The remaining part of the project, to be completed by DiGangi’s EuroVest, was always supposed to begin in front of Wonderland Station. That was supposed to include a hotel, retail shops and, perhaps, an office building.

It appears that will now come after the rental building on the North Lot, which could very well be completed by 2013.

  • http://profiles.yahoo.com/u/P7S27UVVZ467GZNV6ZSQACRFXA Dave

    Well, it’s always good to see new development happening, but I have to question why the focus on _more_ residential property.   There are already plenty of places to live on Revere Beach Blvd, but there’s frankly very little else there except for the beach, Kelly’s, and a few seedy bars and pizza joints that are owned and protected by inbred locals.  Places in the Boston area that are perceived as desirable usually achieve that reputation because they are “walkable”, which means that most of the types of businesses and establishments that people need on a day-to-day basis are within walking distance.  

    Scroll down to the “Walk Score” rating on Zillow for this condo on the Boulevard, and note that it’s abysmally low.  
    http://www.zillow.com/homedetails/354-Revere-Beach-Blvd-UNIT-407-Revere-MA-02151/70884519_zpid/

    Building yet another high-rise residential building will do nothing to improve this.   I truly believe that this is one of the main reasons that all housing built on the Boulevard ultimately turns into low income housing, while other towns and neighborhoods that have similar proximity to Boston and MBTA access continue to become nicer and nicer.

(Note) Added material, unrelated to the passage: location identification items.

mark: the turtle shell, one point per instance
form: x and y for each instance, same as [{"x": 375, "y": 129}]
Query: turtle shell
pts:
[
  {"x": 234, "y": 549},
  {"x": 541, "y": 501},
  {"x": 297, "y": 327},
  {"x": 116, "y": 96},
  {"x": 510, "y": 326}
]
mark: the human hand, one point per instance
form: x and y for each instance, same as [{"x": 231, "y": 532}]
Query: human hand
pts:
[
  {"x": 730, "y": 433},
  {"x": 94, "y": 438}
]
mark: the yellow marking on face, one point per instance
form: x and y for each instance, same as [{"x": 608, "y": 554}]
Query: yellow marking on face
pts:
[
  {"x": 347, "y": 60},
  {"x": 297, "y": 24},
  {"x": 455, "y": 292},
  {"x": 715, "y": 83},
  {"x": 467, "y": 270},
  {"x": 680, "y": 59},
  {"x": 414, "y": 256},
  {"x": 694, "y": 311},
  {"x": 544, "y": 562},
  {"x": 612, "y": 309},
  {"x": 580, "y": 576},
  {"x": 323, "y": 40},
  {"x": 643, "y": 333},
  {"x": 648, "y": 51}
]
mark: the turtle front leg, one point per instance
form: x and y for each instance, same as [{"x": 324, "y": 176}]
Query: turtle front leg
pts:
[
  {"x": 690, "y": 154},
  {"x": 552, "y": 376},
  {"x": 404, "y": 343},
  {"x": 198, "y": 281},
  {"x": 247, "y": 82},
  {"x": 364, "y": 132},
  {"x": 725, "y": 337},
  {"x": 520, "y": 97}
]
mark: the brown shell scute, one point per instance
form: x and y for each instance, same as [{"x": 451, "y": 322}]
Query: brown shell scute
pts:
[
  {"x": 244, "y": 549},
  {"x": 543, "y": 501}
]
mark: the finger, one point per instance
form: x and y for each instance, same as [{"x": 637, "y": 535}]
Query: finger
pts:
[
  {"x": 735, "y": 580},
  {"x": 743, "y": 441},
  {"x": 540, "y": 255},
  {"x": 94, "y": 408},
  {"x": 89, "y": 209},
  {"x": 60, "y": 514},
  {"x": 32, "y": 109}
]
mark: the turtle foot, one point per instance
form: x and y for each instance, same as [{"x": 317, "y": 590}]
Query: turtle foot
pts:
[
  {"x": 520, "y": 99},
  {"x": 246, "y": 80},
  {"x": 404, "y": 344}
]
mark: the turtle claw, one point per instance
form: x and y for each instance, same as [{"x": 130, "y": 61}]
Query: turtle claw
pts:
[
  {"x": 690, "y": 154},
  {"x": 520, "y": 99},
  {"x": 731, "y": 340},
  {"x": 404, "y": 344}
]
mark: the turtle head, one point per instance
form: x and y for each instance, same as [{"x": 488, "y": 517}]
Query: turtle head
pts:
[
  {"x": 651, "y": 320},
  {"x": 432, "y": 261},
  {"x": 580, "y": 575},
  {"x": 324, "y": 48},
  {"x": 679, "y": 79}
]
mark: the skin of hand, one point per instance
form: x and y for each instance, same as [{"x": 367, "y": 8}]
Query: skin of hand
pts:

  • http://profiles.yahoo.com/u/P7S27UVVZ467GZNV6ZSQACRFXA Dave

    Well, it’s always good to see new development happening, but I have to question why the focus on _more_ residential property.   There are already plenty of places to live on Revere Beach Blvd, but there’s frankly very little else there except for the beach, Kelly’s, and a few seedy bars and pizza joints that are owned and protected by inbred locals.  Places in the Boston area that are perceived as desirable usually achieve that reputation because they are “walkable”, which means that most of the types of businesses and establishments that people need on a day-to-day basis are within walking distance.  

    Scroll down to the “Walk Score” rating on Zillow for this condo on the Boulevard, and note that it’s abysmally low.  
    http://www.zillow.com/homedetails/354-Revere-Beach-Blvd-UNIT-407-Revere-MA-02151/70884519_zpid/

    Building yet another high-rise residential building will do nothing to improve this.   I truly believe that this is one of the main reasons that all housing built on the Boulevard ultimately turns into low income housing, while other towns and neighborhoods that have similar proximity to Boston and MBTA access continue to become nicer and nicer.

  • Frank

    Anyone remember the hype over the Ocean Club Condos a few years ago?  How’s that project coming along? 
    Anyways, Dave you make some good points.  Let me play the devil’s advocate.  Maybe by having more residents in that area it will attract businesses to serve the needs of the residents.  The article states that it won’t be affordable housing, so that means no section 8s.  Therefore, the condos will probably attract people of a higher class and income thereby attracting businesses such as bars and restaurants that cater to a better clientele than the usual seedy bars and pizza joints we have now.   

  • Dave

    I hope that you’re right, but I’m still skeptical.  

    I think we’re actually quite fortunate that the Ocean Club got canceled before it could really get started.   If it had gotten further, we might have a half built structure sitting on the beach rotting and rusting, or a completely built building being liquidated at ridiculously low prices because no one wants to or is able to buy now. 

    I realize that the developer does not intent to build another low income apartment complex, but if that’s what the market says to do, that’s what it will turn out to be.  When Mr. Digangi built the Atlantica building, he didn’t intend to be adding more low-income rentals, but market forces have made that about 25-30% of the building go that way anyway.